Pour moi, c’est un livre à moitié autobiographique, et l’autre moitié est fictive. J’ai écrit de façon très spontané mais comme mon narrateur, j’écris en pensant de chapitre en chapitre. Chaque chapitre est une sorte d’épisode mais il y aune structure de l’ensemble. Un roman ne s’écrit pas en un jour. J’ai écrit Fuck America en 6 semaines.

[Précision du traducteur : Edgar Hilsenrath prend toujours de très longues pauses entre ses romans pour laisser germer les idées mais une fois que la structure est en place et qu’il sait exactement ce qu’il veut écrire, la rédaction va très vite].

 

Ecrivez-vous en ce moment ?

J’ai un projet… Mon dernier roman remonte à deux ans… Mon prochain roman portera encore sur le thème de la mémoire : la seconde Guerre mondiale vue du point de vue de deux enfants.

 

Pourquoi vos premiers livres ont-ils été ainsi boycottés en Allemagne ?

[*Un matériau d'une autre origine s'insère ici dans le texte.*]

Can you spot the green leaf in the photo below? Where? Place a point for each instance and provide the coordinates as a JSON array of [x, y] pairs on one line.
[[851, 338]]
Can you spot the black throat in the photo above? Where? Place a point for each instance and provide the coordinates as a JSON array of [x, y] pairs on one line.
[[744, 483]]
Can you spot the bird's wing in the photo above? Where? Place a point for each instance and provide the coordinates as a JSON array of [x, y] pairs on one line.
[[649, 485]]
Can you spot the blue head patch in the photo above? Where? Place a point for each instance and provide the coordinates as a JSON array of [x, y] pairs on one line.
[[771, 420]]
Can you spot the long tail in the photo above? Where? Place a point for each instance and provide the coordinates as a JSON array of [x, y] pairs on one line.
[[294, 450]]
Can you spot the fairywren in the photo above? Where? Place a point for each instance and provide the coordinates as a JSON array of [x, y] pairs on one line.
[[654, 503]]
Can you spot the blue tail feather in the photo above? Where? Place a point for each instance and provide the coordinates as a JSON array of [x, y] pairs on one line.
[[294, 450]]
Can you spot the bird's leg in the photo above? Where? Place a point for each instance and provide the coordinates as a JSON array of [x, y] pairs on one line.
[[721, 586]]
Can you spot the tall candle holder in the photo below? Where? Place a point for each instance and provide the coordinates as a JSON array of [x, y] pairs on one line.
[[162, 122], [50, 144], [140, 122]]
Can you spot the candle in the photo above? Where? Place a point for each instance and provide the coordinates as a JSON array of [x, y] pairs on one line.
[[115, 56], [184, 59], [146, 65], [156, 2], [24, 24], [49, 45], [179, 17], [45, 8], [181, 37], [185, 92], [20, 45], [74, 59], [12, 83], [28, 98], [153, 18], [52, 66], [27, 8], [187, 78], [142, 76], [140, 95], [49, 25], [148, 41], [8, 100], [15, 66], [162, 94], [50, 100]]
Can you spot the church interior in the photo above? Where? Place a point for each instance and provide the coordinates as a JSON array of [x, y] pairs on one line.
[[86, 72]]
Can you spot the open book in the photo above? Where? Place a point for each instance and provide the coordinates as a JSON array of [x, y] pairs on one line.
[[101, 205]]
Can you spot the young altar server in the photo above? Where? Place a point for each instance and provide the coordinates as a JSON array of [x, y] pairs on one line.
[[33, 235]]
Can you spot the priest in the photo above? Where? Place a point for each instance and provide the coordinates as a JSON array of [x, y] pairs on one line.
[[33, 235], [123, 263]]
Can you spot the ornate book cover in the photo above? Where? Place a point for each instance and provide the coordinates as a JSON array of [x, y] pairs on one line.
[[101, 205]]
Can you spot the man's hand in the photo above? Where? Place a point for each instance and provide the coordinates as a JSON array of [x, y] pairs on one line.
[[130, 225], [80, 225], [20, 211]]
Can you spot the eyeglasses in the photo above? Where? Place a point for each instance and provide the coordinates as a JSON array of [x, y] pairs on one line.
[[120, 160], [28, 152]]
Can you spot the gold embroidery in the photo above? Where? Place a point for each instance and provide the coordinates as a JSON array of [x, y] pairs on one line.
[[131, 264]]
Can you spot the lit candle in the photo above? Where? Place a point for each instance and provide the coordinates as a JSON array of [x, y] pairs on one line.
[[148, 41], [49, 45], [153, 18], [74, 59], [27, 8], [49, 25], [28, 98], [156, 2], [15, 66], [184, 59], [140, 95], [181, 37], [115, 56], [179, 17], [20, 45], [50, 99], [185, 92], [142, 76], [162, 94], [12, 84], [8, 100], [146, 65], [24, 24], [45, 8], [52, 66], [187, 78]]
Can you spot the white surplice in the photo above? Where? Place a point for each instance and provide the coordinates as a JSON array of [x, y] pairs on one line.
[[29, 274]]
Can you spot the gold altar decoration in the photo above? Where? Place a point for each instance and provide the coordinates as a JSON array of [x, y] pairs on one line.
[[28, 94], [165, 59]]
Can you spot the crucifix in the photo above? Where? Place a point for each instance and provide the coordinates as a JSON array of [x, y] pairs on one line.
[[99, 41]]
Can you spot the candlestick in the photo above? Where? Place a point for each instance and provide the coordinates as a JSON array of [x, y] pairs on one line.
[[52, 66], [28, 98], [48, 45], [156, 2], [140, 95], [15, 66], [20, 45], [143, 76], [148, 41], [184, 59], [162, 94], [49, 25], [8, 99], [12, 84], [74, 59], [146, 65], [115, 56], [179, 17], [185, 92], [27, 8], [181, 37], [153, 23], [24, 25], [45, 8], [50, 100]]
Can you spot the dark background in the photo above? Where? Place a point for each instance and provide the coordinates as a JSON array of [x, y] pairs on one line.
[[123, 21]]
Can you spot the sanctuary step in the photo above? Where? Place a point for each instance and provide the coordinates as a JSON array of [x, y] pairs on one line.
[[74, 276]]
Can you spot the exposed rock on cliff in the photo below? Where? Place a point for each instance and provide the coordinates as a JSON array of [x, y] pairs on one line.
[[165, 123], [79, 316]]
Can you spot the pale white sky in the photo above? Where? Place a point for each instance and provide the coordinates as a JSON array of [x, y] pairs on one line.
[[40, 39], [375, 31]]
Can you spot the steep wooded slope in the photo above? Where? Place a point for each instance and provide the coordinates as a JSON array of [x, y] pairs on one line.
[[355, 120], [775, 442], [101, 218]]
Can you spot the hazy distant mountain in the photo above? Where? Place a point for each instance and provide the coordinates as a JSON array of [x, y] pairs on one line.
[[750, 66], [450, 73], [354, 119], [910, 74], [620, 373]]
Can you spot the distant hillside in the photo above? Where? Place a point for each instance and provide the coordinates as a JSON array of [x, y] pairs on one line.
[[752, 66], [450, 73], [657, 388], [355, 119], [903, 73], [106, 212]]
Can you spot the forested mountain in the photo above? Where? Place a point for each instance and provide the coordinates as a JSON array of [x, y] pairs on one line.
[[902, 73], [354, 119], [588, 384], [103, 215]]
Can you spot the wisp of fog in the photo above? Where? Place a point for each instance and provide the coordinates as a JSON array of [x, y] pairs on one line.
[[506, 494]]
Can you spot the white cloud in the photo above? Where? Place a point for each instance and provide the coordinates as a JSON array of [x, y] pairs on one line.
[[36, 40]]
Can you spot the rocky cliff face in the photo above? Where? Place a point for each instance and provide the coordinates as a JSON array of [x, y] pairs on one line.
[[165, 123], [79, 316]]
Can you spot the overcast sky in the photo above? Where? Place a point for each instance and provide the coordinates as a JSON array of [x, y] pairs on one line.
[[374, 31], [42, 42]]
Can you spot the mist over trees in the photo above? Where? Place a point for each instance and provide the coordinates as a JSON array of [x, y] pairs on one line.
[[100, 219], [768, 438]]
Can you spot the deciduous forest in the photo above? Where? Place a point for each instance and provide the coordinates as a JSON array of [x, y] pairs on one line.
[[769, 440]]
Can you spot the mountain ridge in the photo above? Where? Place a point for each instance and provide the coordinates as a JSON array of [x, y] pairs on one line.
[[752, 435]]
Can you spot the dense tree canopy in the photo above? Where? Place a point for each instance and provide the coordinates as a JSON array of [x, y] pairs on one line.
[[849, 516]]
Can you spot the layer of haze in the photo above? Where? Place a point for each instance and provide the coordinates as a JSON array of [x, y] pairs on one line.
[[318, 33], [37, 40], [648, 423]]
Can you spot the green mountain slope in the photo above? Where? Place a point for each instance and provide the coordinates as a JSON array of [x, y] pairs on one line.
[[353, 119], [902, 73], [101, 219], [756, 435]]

Dans les années 60, on ne pouvait parler des juifs que comme des victimes innocentes et pures. Les temps changent. Dans Nuit, les juifs ne sont pas nobles mais sont  de misérables créatures qui survivent comme elles peuvent.

 

Les éditions Attila prévoient de publier Le Barbier et le Nazi en 2010 et Nuit en 2011. Pouvez-vous m’en parler ?

[Réponse de Jörg Stickan] Pour faire une bonne entrée en matière avec toutes les obsessions d’Edgar Hilsenrath, on a pensé que c’était mieux de commencer par Fuck America pour remonter plus facilement dans le temps. Par ce mode de publication à l’envers, on essaie de montrer comment Edgar Hilsenrath a tenté de bâtir son œuvre.

Le Barbier et le Nazi est une satire terrible sur deux enfants, un goy et un juif. Le goy va devenir un nazi, exécuteur dans un camp de concentration où il massacre entre autres en masse la famille du barbier et après la guerre il revient et est recherché comme criminel de guerre. Il part à Berlin se faire circoncire pour se faire passer pour l’autre, le juif, qu’il a tué. Et ce faisant, il endosse la cause juive, voire sioniste. Il part en Israël. Du nazi, massacreur, il devient juif militant. C’est un roman hilarant, troublant que je rapproche étrangement du roman Tambour de Günter Grass. Edgar insiste beaucoup sur le fait que c’est le premier roman qui parle de la Shoah du point de vue du coupable et non Jonathan Littell !

 

Nuit est un pavé énorme. La critique principale à l’époque était qu’il montrait les juifs sous un mauvais jour parce qu’on ne voit pas les bourreaux. Les juifs sont laissés à l’abandon dans des ghettos. Ils violent, volent... Comme on ne mettait pas leurs actes en perspective avec ceux des bourreaux, ce n’était pas acceptable. Il y a une scène où un type est tué. On défense sa gueule pour lui voler ses dents en or. Tout ça est raconté de manière très distante. Ce qui n’était pas acceptable.